Vamos conferir a necessidade lógica do processo.
É o impeachment instituto destinado a possibilitar o afastamento de agente político, como o Presidente da República, por forma dada pela Constituição Federal e como os Governadores dos Estados, em observância às normas superiores estaduais, nos casos de instauração de processo para apuração de crimes de responsabilidade.
Essa expressão é de origem inglesa e significa impedimento, obstáculo, denúncia, acusação pública, ou destituição temporária. Em outro sentido define Plácido e Silva[1] como sendo “o procedimento parlamentar cuja finalidade é a de apurar a responsabilidade criminal de qualquer membro do governo instituído, aplicando-lhe a penalidade de destituição do cargo ou função.” Mas a doutrina o tem definido como afastamento do titular do cargo eletivo por deliberação política, inclusive aceita pelo Superior Tribunal de Justiça[2] .

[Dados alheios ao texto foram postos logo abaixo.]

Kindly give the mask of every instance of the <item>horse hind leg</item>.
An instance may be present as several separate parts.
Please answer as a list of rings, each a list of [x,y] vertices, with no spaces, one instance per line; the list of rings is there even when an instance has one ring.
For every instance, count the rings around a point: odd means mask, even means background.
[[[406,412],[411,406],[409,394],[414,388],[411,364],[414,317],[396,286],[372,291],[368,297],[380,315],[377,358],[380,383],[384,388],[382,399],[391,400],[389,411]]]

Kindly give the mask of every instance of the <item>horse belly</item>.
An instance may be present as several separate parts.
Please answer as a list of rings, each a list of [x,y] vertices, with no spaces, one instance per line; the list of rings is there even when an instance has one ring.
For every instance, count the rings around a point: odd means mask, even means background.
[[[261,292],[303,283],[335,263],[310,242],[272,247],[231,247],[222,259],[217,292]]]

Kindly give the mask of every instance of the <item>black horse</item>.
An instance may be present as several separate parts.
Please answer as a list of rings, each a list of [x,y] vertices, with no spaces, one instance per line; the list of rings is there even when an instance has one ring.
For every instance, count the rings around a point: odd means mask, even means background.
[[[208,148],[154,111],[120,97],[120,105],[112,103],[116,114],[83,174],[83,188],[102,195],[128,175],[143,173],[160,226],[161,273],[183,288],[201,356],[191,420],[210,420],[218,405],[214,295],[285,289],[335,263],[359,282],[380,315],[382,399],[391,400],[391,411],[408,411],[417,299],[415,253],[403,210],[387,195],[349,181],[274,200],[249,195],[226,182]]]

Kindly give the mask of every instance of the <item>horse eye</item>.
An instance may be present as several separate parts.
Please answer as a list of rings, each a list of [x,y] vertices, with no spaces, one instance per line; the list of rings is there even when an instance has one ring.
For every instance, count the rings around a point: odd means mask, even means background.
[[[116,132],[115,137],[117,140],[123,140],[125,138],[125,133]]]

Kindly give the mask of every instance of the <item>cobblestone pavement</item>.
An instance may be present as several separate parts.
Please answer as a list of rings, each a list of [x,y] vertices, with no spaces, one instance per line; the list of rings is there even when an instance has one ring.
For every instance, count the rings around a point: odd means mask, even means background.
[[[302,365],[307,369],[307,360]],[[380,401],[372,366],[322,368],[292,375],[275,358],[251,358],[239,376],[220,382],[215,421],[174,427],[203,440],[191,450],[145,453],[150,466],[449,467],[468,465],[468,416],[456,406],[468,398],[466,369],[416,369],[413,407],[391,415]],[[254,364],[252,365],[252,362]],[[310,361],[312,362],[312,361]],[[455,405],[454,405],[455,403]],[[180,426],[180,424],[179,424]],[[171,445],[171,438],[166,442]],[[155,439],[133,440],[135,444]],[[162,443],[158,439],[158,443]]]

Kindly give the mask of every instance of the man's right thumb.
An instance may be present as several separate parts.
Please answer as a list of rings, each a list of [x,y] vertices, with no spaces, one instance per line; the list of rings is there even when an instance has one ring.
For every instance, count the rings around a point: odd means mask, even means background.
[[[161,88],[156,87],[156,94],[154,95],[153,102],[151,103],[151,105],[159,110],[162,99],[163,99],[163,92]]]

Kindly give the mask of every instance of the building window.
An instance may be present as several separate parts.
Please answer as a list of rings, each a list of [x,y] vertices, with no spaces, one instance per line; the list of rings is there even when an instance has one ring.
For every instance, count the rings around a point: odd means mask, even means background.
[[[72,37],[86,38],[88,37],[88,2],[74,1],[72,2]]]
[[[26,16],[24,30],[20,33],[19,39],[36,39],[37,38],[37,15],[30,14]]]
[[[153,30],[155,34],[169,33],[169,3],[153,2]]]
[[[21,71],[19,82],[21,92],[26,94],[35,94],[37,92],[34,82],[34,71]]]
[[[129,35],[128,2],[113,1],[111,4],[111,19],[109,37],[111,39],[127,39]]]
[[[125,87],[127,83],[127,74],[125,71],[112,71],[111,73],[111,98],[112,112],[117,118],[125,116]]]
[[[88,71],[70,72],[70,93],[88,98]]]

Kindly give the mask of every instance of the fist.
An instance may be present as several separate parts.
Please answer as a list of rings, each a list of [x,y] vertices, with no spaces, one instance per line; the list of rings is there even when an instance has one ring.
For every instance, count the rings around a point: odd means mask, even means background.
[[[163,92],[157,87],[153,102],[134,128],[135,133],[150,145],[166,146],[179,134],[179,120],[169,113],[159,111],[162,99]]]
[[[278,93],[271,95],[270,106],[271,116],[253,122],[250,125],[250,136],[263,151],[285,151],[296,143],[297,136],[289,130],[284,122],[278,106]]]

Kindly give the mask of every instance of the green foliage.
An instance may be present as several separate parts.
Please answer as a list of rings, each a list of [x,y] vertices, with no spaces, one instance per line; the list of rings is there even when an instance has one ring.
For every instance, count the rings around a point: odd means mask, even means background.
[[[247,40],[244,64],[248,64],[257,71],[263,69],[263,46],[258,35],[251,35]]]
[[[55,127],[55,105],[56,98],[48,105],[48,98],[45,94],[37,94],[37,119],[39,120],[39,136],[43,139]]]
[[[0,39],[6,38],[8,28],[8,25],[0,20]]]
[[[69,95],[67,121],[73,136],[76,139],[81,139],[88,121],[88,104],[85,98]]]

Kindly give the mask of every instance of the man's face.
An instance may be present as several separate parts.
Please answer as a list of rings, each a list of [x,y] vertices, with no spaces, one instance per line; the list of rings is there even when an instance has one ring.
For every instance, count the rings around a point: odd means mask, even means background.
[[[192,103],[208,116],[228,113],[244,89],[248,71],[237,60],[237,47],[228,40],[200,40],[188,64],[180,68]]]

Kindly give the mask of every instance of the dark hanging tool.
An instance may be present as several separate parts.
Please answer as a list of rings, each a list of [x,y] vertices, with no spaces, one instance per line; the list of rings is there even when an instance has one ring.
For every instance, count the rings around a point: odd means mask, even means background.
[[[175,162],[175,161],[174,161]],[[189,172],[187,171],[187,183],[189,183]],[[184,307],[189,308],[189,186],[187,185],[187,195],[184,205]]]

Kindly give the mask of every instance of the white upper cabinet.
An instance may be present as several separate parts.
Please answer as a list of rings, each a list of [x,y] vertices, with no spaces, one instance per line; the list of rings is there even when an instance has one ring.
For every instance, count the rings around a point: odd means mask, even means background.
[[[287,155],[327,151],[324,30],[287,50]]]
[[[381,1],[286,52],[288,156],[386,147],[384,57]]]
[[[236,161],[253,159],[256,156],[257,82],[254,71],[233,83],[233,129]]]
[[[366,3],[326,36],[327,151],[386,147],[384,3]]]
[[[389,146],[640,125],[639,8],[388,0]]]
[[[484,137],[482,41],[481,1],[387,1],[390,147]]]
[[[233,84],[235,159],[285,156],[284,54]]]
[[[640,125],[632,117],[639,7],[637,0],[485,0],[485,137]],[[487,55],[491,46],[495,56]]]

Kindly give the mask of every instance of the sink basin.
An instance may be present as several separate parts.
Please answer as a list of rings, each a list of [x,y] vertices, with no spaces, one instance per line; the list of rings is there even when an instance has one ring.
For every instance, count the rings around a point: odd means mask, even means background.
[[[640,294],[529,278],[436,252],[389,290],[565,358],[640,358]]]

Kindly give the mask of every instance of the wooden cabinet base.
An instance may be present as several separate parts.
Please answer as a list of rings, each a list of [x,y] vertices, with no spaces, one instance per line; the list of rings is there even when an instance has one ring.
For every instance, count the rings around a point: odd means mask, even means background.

Esse processo tem por objetivo afastar das funções os titulares daqueles cargos, quando responsáveis por atos contrários aos altos interesses do Estado, definidos, em leis especiais, como crimes de responsabilidade. Para os Prefeitos são ditos crimes denominadas infrações político-administrativas.
O impeachment é um processo de natureza essencialmente política e de raízes constitucionais, tendo como objetivo não a aplicação de uma pena criminal, mas a perda do mandato. Ele traduz, em função dos objetivos que persegue e das formalidades rituais a que necessariamente se sujeita, um dos mais importantes elementos de estabilização da ordem constitucional, lesada por comportamentos do Presidente da República que, configurando transgressões dos modelos normativos definidores de ilícitos político-administrativos, ofendem a integridade dos deveres do cargo e comprometem a dignidade das altas funções em cujo exercício foi investido.
Wolgran Junqueira[3] define o instituto, citando conceito de Carlos Maximiliano, informando que “o impeachment tem por finalidade impedir que o indivíduo continue no exercício do cargo, no qual está prejudicando o país (…).”
Não há impeachment de Prefeitos no nosso ordenamento jurídico. Não contempla o ordenamento a suspensão do exercício do mandato com o recebimento da denúncia ou queixa pelo Tribunal e/ou pela Câmara de Vereadores quando da instalação de processo político-administrativo.[4]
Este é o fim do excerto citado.